А весной 1941-го еще большую тревогу вызвала у ленинградцев новая кампания вермахта – стремительная успешная война против Югославии, быстрое завоевание Греции, оккупация острова Крит, угроза Суэцкому каналу со стороны быстроходных войск Роммеля в Северной Африке. Теперь, одержав победу на Европейском континенте, на кого обратят нацисты следующий удар? Очевидно, на Англию. Но время от времени в Ленинграде возникали слухи, что у Гитлера в списке следующей была Россия. Москва эти слухи опровергала (в последний раз всего неделю назад); и вряд ли кто-нибудь мог открыто поставить под сомнение решительные заверения Сталина относительно пакта с Берлином. Безопасней одобрить линию партии, глубоко запрятав любые сомнения. Но тревога жила во многих душах. Ведь если – вопреки всем обязательствам, обещаниям, заверениям – Гитлер все же нападет на Россию, в опасности будет Ленинград, город исторически, традиционно военный, созданный Петром в 1703 году в качестве бастиона, защищавшего русскую землю от шведов, поляков, литовцев, финнов, немцев.
Но мало кто всерьез думал об угрозе нацизма, отправившись в отпуск – на острова Финского залива, на морское побережье или озера, отвоеванные зимой 1939–1940 годов у Финляндии. День был слишком прекрасен, предзнаменования – обнадеживающими. Большинству ленинградцев казалось, что положение их города надежней, чем когда-либо, с тех пор, как в 1918 году Ленину пришлось временно опять перевести столицу России в Москву из-за опасности вторжения немцев. Но «временный» перевод стал постоянным: Финляндия, Латвия, Эстония и Литва после 1917 года отошли от России; финско-советская граница проходила в 30 километрах от Ленинграда и захватить город не стоило большого труда.
Теперь благодаря Зимней войне с Финляндией у Ленинграда появилось небольшое пространство для маневров. Правда, ради этого пространства совершено было жестокое нападение на маленькую соседнюю страну. Граница отодвинулась на многие километры, и, когда летом 1940 года Сталин принудил Прибалтийские государства опять войти в Советский Союз, Ленинград получил новое защитное прикрытие вдоль Балтийского побережья.
Великолепная погода в день летнего солнцестояния… В предвоскресный день город быстро опустел. Сотрудники газеты «Ленинградская правда» получили дачу на Лисьем Носу возле Финского залива, примерно в 30 километрах от Ленинграда. В субботу материал для воскресного утреннего номера был заблаговременно сдан – никаких особенных событий, и сразу после обеда большинство редакционных сотрудников смогли отправиться на отдых.
Не все в этот день имели возможность уехать из Ленинграда.
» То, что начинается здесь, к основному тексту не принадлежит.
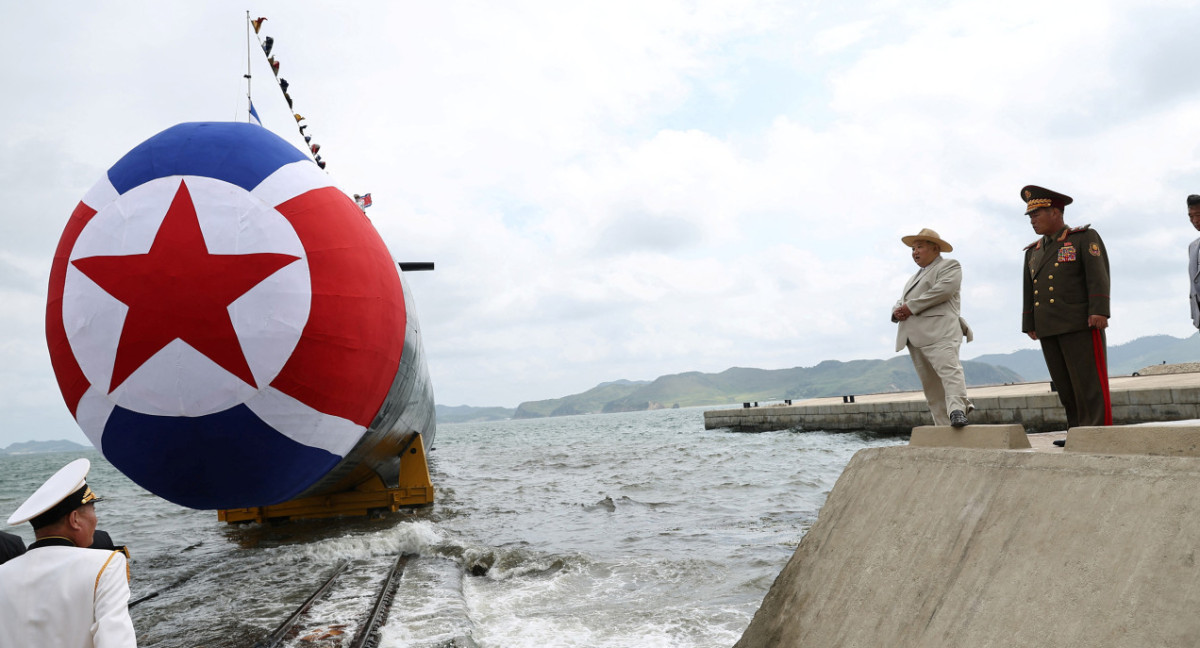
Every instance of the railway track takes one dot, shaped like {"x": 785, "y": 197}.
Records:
{"x": 306, "y": 625}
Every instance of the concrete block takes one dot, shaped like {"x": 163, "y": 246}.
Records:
{"x": 1170, "y": 441}
{"x": 993, "y": 437}
{"x": 987, "y": 403}
{"x": 1042, "y": 401}
{"x": 1185, "y": 395}
{"x": 1150, "y": 396}
{"x": 947, "y": 547}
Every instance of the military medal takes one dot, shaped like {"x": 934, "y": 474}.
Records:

Иосиф Орбели, директор музея Эрмитаж, провел день за своим письменным столом в огромной картинной галерее на Дворцовой площади. Это был человек с бородой Юпитера, похожий, как считали друзья, на библейского пророка. Его одолевали десятки проблем. Только что, 26 мая, после долгих усилий открыли новый отдел русской культуры. Ящики, в которых было по меньшей мере 250 тысяч экспонатов для нового отдела, загромоздили хранилища, загораживая запасные выходы: готовились летние экспедиции; в музее бригада маляров после первомайских праздников, установив леса, еще не приступила к работе. Подошло самое беспокойное для музея время года, и задержка в работе сердила. Орбели позвонил в строительный трест, там пытались отделаться обещаниями начать работы «как можно раньше», но он тогда лишь повесил трубку, когда точно была назначена дата: понедельник, 23 июня.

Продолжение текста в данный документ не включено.